Peut-être parce que je devinais qu’elle ne poserait jamais son regard sur moi. J’avais gagné l’élection du délégué de classe mais Marquès avait gagné le coeur d’Élisabeth, et je ne m’étais rendu compte de rien. Trop occupé par mes stupides tracas avec les ombres, je n’avais rien vu venir, rien entendu de leur complicité qui se nouait dans mon dos pendant que j’occupais le premier rang de la salle de classe. Je n’avais pas repéré le petit stratagème d’Élisabeth qui reculait d’un rang de semaine en semaine, chaque fois qu’elle en avait l’occasion. Elle avait d’abord changé de place avec Anne, puis avec Zoé, jusqu’à atteindre son but sans que personne découvre sa manoeuvre.
J’ai tout compris le premier jour du printemps, au milieu de la cour, en regardant ses beaux cheveux qui lui tombaient aux épaules et ses yeux bleus posés sur Marquès alors qu’il triomphait au basket.

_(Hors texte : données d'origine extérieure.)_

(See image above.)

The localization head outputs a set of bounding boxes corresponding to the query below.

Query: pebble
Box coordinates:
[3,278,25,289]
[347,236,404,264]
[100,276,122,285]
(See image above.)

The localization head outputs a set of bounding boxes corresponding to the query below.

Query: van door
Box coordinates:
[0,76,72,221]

Plus tard, j’ai vu sa main prendre la sienne et j’ai serré mes doigts à m’en marquer les paumes avec mes ongles. Et pourtant, la voir aussi heureuse me faisait quelque chose d’étrange, comme un élan dans la poitrine. Je crois que l’amour, c’est triste et merveilleux.
Yves est venu me rejoindre sur mon banc.
— Qu’est-ce que tu fais là tout seul au lieu d’aller jouer avec les autres ?
— Je réfléchis.
— À quoi ?
— À quoi ça sert d’aimer.
— Je ne suis pas certain d’être la personne la plus qualifiée pour te répondre.

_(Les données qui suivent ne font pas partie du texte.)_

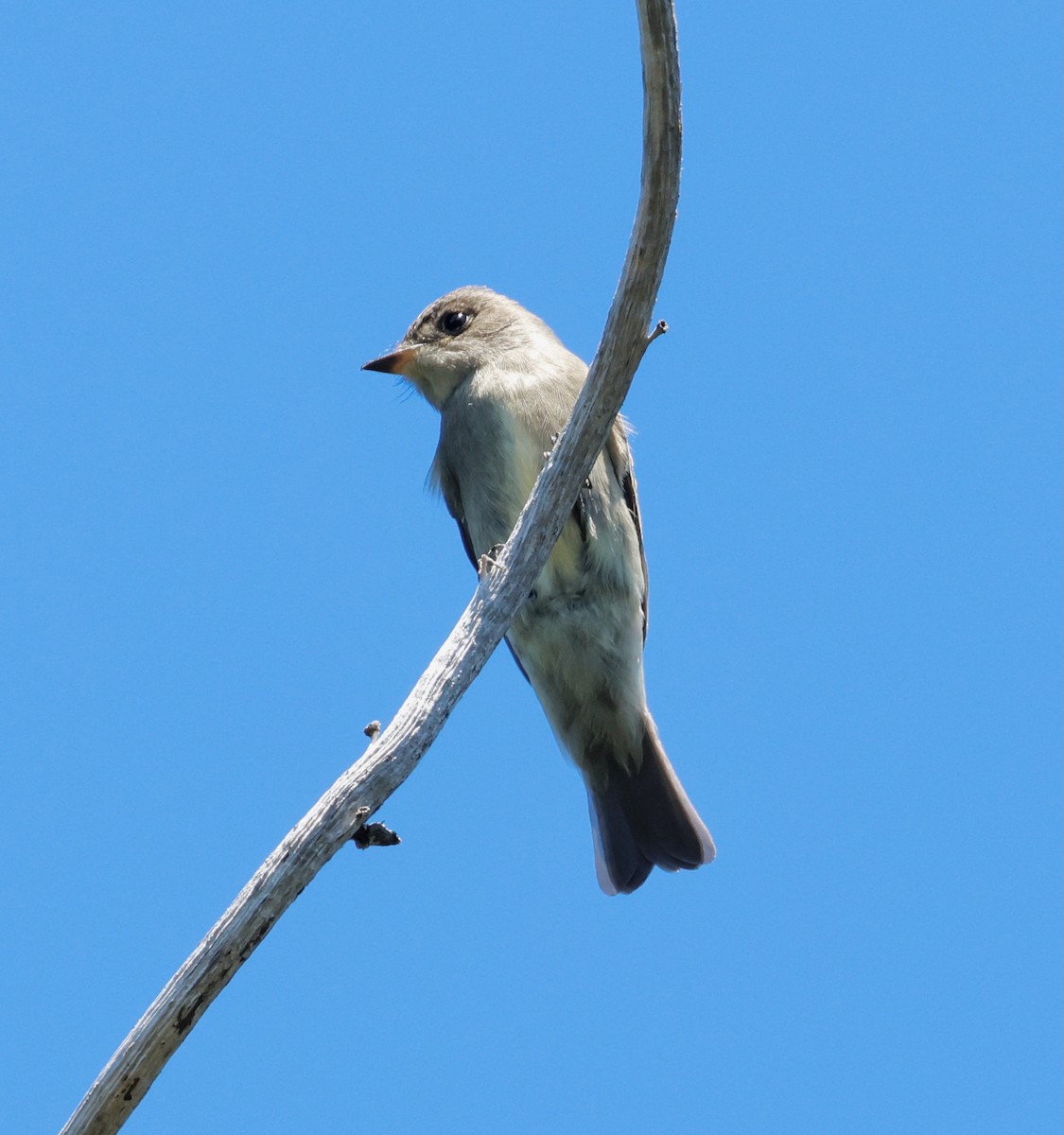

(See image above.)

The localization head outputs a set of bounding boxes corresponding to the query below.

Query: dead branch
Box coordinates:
[62,0,681,1135]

— C’est pas grave, je crois que je ne suis pas le garçon le plus qualifié pour poser cette question.
— Tu es amoureux ?
— C’est fini, la femme de ma vie en aime un autre.
Yves s’est mordu les lèvres, et ça m’a vexé. J’ai voulu me lever, mais il m’a retenu par le bras et m’a obligé à me rasseoir.

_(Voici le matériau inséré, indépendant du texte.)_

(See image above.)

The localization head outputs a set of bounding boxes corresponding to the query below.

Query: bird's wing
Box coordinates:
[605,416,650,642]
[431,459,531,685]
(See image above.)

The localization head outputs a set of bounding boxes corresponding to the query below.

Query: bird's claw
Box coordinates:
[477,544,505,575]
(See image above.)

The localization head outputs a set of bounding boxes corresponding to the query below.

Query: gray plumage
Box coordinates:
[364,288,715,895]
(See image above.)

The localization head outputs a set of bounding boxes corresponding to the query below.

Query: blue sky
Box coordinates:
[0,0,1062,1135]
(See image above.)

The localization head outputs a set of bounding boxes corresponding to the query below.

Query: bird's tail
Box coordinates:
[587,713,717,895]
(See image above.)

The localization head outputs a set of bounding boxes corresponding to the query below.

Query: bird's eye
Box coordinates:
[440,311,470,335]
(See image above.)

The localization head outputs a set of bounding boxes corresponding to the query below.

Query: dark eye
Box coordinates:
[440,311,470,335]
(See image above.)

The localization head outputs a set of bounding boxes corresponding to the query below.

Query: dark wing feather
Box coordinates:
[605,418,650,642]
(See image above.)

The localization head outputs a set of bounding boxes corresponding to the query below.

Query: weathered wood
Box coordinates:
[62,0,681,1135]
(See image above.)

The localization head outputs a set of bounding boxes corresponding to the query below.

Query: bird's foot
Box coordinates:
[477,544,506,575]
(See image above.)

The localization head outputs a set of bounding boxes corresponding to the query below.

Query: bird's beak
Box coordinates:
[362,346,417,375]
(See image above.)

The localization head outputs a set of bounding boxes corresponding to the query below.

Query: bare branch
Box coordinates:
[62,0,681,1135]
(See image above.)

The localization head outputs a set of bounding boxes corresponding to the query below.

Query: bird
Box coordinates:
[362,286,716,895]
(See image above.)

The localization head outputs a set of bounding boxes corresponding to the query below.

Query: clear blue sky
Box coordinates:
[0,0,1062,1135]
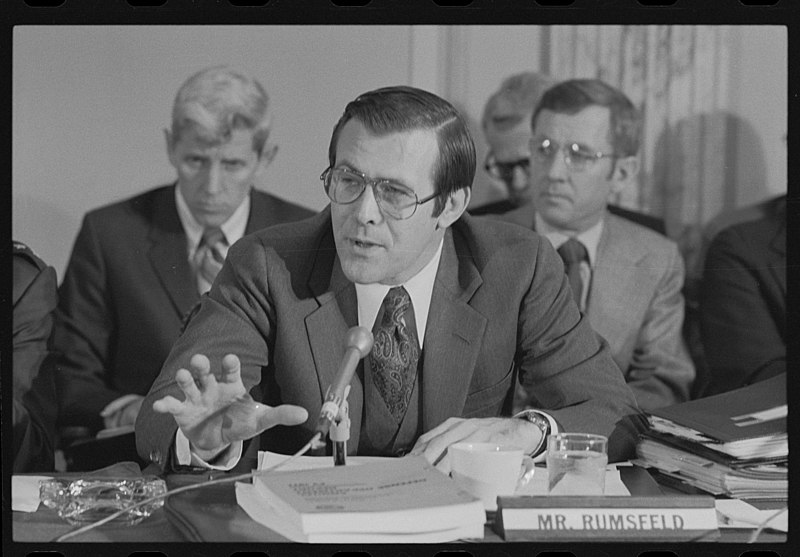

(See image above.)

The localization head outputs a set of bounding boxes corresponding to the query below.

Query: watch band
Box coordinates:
[514,410,552,456]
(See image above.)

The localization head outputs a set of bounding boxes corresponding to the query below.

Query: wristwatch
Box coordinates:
[514,410,550,456]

— Reste, nous n’avons pas fini notre conversation.
— De quoi vous voulez qu’on parle ?
— D’elle, de qui veux-tu qu’on parle !
— C’était perdu d’avance, je le savais, mais je n’ai pas pu m’empêcher de l’aimer quand même.
— Qui est-ce ?
— Celle qui tient la main du grand malabar, là-bas, près du panier de basket.
Yves a regardé Élisabeth et a hoché la tête.
— Je comprends, elle est jolie.
— Je suis trop petit pour elle.
— Cela n’a rien à voir avec ta taille. Ça te fait de la peine de la voir avec Marquès ?
— À votre avis ?
— Ce serait peut-être mieux que la femme de ta vie soit celle qui te rend heureux, non ?
Je n’avais pas vu les choses sous cet angle. Évidemment, dit comme ça, ça donnait à réfléchir.
— Alors peut-être que ce n’est pas elle, la femme de ta vie ?
— Peut-être..., ai-je répondu à Yves en soupirant.
— As-tu déjà pensé à faire la liste de tout ce dont tu aurais envie ? me demanda Yves.
J’avais commencé cette liste depuis longtemps. À l’époque où je croyais encore au Père Noël, je la lui postais chaque 22
décembre. Mon père m’accompagnait jusqu’à la boîte aux lettres au bout de la rue et il me portait pour que je glisse l’enveloppe dans la fente. J’aurais dû deviner la supercherie, il n’y avait ni adresse, ni timbre. J’aurais dû me douter que mon père nous quitterait un jour. On commence par un mensonge et on ne sait plus comment s’arrêter. Oui, j’avais entamé la rédaction de cette liste à six ans, et chaque année je la complétais et la raturais. Devenir pompier, vétérinaire, astronaute, capitaine de marine marchande, boulanger pour être heureux comme la famille de Luc, j’avais eu envie de tout cela. Avoir un train électrique, une belle maquette d’avion, manger une pizza avec mon père un samedi, réussir ma vie et emmener ma mère loin de la ville où nous vivions. Lui offrir une belle maison où passer ses vieux jours sans plus jamais devoir travailler, ne plus la voir rentrer si fatiguée le soir et effacer de son visage la tristesse que je lisais parfois dans ses yeux, cette tristesse qui me tordait le ventre comme un coup de poing de Marquès quand il vous frappe à l’estomac.